Plaintiff's "Strong and Stubborn" Evidence Undermines Traumatic Brain Injury Claim
Reasons for judgement were released this week by the BC Supreme Court, Kelowna Registry, addressing Plaintiff reliability in the context of an alleged traumatic brain injury claim.
In this week’s case (Harris v. Xu) the Plaintiff sustained various injured in a 2008 collision. The Defendant admitted fault but disputed the nature and severity of the Plaintiff’s claimed injuries. One of the injuries the Plaintiff allegedly sustained was a closed head injury. Madam Justice Adair rejected this aspect of the Plaintiff’s claim noting some difficulties with the Plaintiff’s evidence regarding her injuries. In dismissing the brain injury claim the Court provided the following reasons:
 I do not doubt Ms. Harris’s honesty. However, in giving her evidence, Ms. Harris demonstrated a strong and stubborn tendency to attribute almost every problem and every difficulty in her life to the accident. In my view, this dictated caution before accepting Ms. Harris’s version of events, because her version is coloured by Ms. Harris’s firm belief that the accident – and the accident alone – is responsible for her current circumstances. I have concluded that Ms. Harris is deeply frustrated by those circumstances and, in her own mind, is trying to impose some logic on past events. This approach to her life is consistent with how her long-time friend Ms. Baird described Ms. Harris’s personality. But what I needed from Ms. Harris were the facts, not Ms. Harris’s reconstruction of, and her conclusions about, what she believes happened, based on what, in hindsight, she now thinks makes sense.
 The question of whether Ms. Harris suffered a closed head injury in the accident illustrates the problem. At trial, Ms. Harris insisted that she was “knocked out cold.” She gave this evidence, using those words, several times. She communicated this to Dr. McCloskey when she saw him for the first time on April 17, 2008. She later reported to Dr. McCloskey that she had been unconscious for minutes. This was then further particularized as five minutes. She gave a similar history to Dr. Coghlan, and it is the basis for his opinion concerning a closed head injury.
 However, there is no independent evidence to corroborate what Ms. Harris firmly believes. If Ms. Harris was in fact “knocked out cold,” I do not know how Ms. Harris could possibly know that it was for five minutes. Her memory (based on what she told Dr. McCloskey) seems to become more exaggerated with the passage of time.

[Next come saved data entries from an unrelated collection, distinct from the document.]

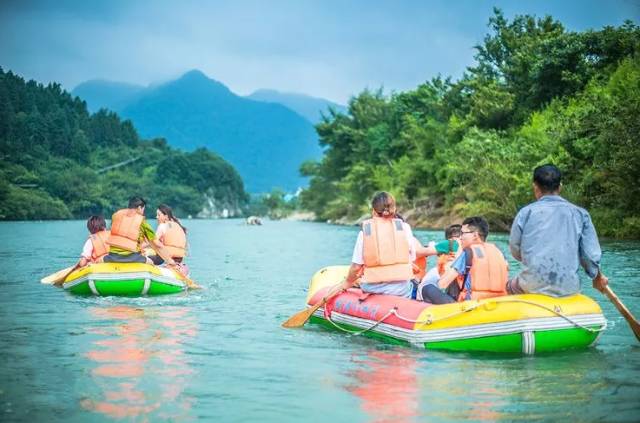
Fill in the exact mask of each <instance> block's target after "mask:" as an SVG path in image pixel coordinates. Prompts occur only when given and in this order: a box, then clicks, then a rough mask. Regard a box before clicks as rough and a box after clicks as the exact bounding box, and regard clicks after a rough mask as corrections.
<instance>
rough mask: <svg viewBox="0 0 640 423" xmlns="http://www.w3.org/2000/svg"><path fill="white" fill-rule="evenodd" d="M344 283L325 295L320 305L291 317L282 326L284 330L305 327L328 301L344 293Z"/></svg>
mask: <svg viewBox="0 0 640 423" xmlns="http://www.w3.org/2000/svg"><path fill="white" fill-rule="evenodd" d="M343 283H344V281H342V282H340V283H339V284H336V285H334V286H333V287H331V289H330V290H329V292H327V295H325V296H324V298H323V299H322V300H321V301H318V303H317V304H316V305H314V306H313V307H309V308H307V309H304V310H302V311H299V312H298V313H296V314H294V315H293V316H291V317H289V319H287V321H286V322H284V323H283V324H282V327H283V328H299V327H301V326H304V324H305V323H307V320H309V318H310V317H311V315H312V314H313V313H315V312H316V310H317V309H319V308H320V307H322V306H323V305H325V304H326V303H327V301H329V300H330V299H331V298H333V297H335V296H336V295H338V294H340V293H342V292H344V289H342V284H343Z"/></svg>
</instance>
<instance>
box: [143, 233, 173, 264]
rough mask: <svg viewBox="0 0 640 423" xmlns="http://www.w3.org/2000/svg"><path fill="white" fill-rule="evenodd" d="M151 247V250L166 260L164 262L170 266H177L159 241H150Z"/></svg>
mask: <svg viewBox="0 0 640 423" xmlns="http://www.w3.org/2000/svg"><path fill="white" fill-rule="evenodd" d="M149 245H151V248H153V249H154V251H155V252H156V253H158V255H159V256H160V257H162V260H164V262H165V263H166V264H167V265H169V266H175V265H176V262H175V261H173V258H171V255H170V254H169V253H168V252H167V250H166V249H165V248H164V246H163V245H162V244H161V243H160V242H159V241H157V240H155V239H154V240H149Z"/></svg>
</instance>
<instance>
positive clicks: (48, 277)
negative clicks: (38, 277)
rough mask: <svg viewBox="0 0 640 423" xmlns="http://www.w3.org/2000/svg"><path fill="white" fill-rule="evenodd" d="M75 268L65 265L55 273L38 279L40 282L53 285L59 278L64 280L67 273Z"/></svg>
mask: <svg viewBox="0 0 640 423" xmlns="http://www.w3.org/2000/svg"><path fill="white" fill-rule="evenodd" d="M73 269H75V266H70V267H67V268H66V269H62V270H58V271H57V272H55V273H52V274H50V275H49V276H45V277H44V278H42V279H40V283H44V284H46V285H54V284H55V283H56V282H58V281H60V280H65V279H66V278H67V276H68V275H69V273H71V271H73Z"/></svg>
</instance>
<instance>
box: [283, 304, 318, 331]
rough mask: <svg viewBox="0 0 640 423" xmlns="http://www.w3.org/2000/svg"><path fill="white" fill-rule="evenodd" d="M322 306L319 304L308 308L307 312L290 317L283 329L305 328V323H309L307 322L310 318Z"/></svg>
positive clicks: (285, 324) (305, 310) (302, 312)
mask: <svg viewBox="0 0 640 423" xmlns="http://www.w3.org/2000/svg"><path fill="white" fill-rule="evenodd" d="M321 304H322V303H320V304H317V305H315V306H313V307H311V308H308V309H306V310H302V311H299V312H297V313H296V314H294V315H293V316H291V317H289V319H287V321H286V322H284V323H283V324H282V327H283V328H299V327H302V326H304V324H305V323H307V320H309V318H310V317H311V315H312V314H313V313H314V312H315V311H316V310H317V309H319V308H320V305H321Z"/></svg>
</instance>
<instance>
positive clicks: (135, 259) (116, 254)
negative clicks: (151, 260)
mask: <svg viewBox="0 0 640 423" xmlns="http://www.w3.org/2000/svg"><path fill="white" fill-rule="evenodd" d="M103 261H104V262H105V263H146V262H147V258H146V257H145V256H143V255H142V254H140V253H132V254H129V255H128V256H124V255H121V254H114V253H109V254H107V255H106V256H104V259H103Z"/></svg>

 At trial, Ms. Harris very strongly and firmly rejected what appeared in the Royal Columbian Hospital emergency clinical record, that she had reported no loss of consciousness. However, in my view, her detailed evidence concerning events at the accident scene and of her activities after leaving the hospital (collecting luggage, renting a car, and so on) on the day of the accident, are inconsistent with her having sustained any significant head injury or concussion in the accident. Ms. Harris’s activities are consistent with her accepting what she says she was told at the hospital – that she was “good to go” – and (apart from her painful ribs) agreeing with it. Ms. Harris did not tell Dr. McCloskey about what she did after the accident, or that she drove with her mother back to Kelowna the following day. As a result, he did not have all of the facts when he made his assessment concerning this particular injury. Dr. Coghlan’s opinion concerning a closed head injury is based on Ms. Harris’s history of “significant post-traumatic amnesia,” but he did not have all of the facts either. I cannot place much weight on either opinion on this point. There might be an explanation for why Ms. Harris was able to carry on the way she did after the accident and the following day, despite sustaining a closed head injury or concussion. But, because neither Dr. McCloskey nor Dr. Coghlan had all the facts, neither of them was in a position to provide one to me…
 I am not persuaded that Ms. Harris suffered a mild closed head injury in the accident. In my view, the evidence in this respect is too equivocal for me to reach a conclusion that Ms. Harris has proved, on a balance of probabilities, she suffered such an injury in the accident. Even if she did, I accept Dr. Coghlan’s opinion that whatever happened will not result in any long-term problems.